In 1984, Sega Enterprises, Ltd. was bought out in a management buyout by Sega executives David Rosen and Hayao Nakayama with backing from CSK Corporation. This included the rights to the Sega/Gremlin video game back catalog, which was later released in several game compilations. The wall game catalog was later marketed by a new firm in Las Vegas called Gremlin Industries, with the participation of several former Gremlin staff.

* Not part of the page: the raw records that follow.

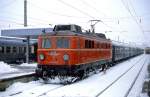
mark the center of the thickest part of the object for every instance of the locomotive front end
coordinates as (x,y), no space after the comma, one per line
(55,57)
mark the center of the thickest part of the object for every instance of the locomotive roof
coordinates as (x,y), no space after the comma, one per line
(70,33)
(117,43)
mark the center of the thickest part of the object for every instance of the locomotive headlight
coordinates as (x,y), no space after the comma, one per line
(41,56)
(66,57)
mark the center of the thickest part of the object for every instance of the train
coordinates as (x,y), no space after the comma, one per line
(147,50)
(68,51)
(14,51)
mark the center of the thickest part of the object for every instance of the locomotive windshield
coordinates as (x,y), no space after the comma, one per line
(62,42)
(46,43)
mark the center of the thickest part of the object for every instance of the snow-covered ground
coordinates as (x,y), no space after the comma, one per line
(5,68)
(8,71)
(90,86)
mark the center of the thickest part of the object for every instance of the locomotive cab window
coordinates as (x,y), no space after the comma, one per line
(46,43)
(62,42)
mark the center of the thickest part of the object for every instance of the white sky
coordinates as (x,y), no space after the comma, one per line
(45,12)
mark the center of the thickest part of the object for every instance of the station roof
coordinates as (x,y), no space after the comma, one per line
(24,32)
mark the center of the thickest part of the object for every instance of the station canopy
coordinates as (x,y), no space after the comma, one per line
(25,32)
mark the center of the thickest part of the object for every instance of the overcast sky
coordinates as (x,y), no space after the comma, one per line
(123,20)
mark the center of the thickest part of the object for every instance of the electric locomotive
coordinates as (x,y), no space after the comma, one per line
(67,51)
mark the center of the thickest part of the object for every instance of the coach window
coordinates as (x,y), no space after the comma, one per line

After the sale of arcade manufacturing assets, Sega Electronics became a shell company (holding only Gremlin brand trademarks in several countries). It was renamed to Ages Electronics in 1985 and later used as production company related to The Maury Povich Show. The corporate entity is currently part of CBS Media Ventures.

==Coin-operated games==
All games developed by Gremlin Industries unless otherwise noted.

===Video games===

- Blockade (November 1976)
- CoMotion (March 1977)
- Hustle (May 1977)
- Depthcharge (September 1977)
- Safari (February 1978)
- Blasto (July 1978)
- Frogs (October 1978) The first game released under the Gremlin/Sega brand name.
- Fortress (1978)
- Gee Bee (January 1979) Developed by Namco.
- Super Space Attack (1979) Only distributed in Europe. Same as Space Attack, created by Gremlin.
- Head On (April 1979)
- Head On 2 (October 1979)
- Deep Scan (November 1979)
- Invinco (November 1979)
- Monaco GP (November 1979) Developed by Sega Enterprises Ltd.
- Moon Cresta (June 1980) Developed by Nichibutsu.
- Carnival (June 1980)
- Digger (September 1980)
- Space Tactics (1980) Developed by Sega Enterprises Ltd.
- Super Moon Cresta (1981)
- Astro Blaster (March 1981)
- Pulsar (March 1981)
- Space Fury (June 1981)
- Space Firebird (October 1981) Developed by Nintendo.
- Space Odyssey (August 1981) Developed by Sega Enterprises Ltd.
- Frogger (September 1981) Developed by Konami Industries, published by Sega Enterprises Ltd. in Japan.
- Eliminator (December 1981)
- Turbo (January 1982) Developed by Sega Enterprises Ltd.
- Zaxxon (April 1982) Developed by Ikegami Tsushinki, published by Sega Enterprises Ltd. in Japan.
- Zektor (August 1982)
- Tac/Scan (September 1982)
- Pengo (October 1982) Developed by Coreland Technologies, published by Sega Enterprises Ltd. in Japan.
- Star Trek: Strategic Operations Simulator (January 1983)
- Congo Bongo (March 1983) Developed by Ikegami Tsushinki, published by Sega Enterprises Ltd. in Japan.
- Championship Baseball (July 1983) Developed by Alpha Denshi, published by Sega Enterprises Ltd. in Japan.

===Wall games===

- Play Ball (1973)
- Skeet Shoot (1975)
- Fooswall (April 1976)
- Tenpin (August 1977)
- All Star (December 1978)

===Unreleased games===

- Shogun (1980) The American version of Sega Enterprises Ltd's Samurai (1980). Renamed to coincide with the television miniseries of the same name. Some English units of Samurai have surfaced bearing the Sega logo.
- Battle Star (1981) Color vector game developed by Gremlin, shown at Sega/Gremlin's Visions ’81 distributor meeting.
- Pig Newton (c. 1983) Originally intended to be published under Sega Electronics.
- Ixion (c. 1983) Action-puzzle game developed by Gremlin. An Atari 2600 port was also planned.
- Razzmatazz (c. 1983) Conceived as a sequel to Carnival.
- Astron Belt (1983) Originally intended to be published under Sega Electronics. After the sale of the company's assets, Bally published it under the Bally/Sega label.

==Ports==
Sega released emulated and playable versions of some of the Sega/Gremlin arcade games as vault material in the Sega Ages compilation series for the Sega Saturn, PlayStation 2, Xbox 360, and PlayStation 3 and Sega Genesis Collection for the PlayStation 2 and PlayStation Portable.

Deep Scan was included as a bonus game in the Sega Saturn version of Die Hard Arcade.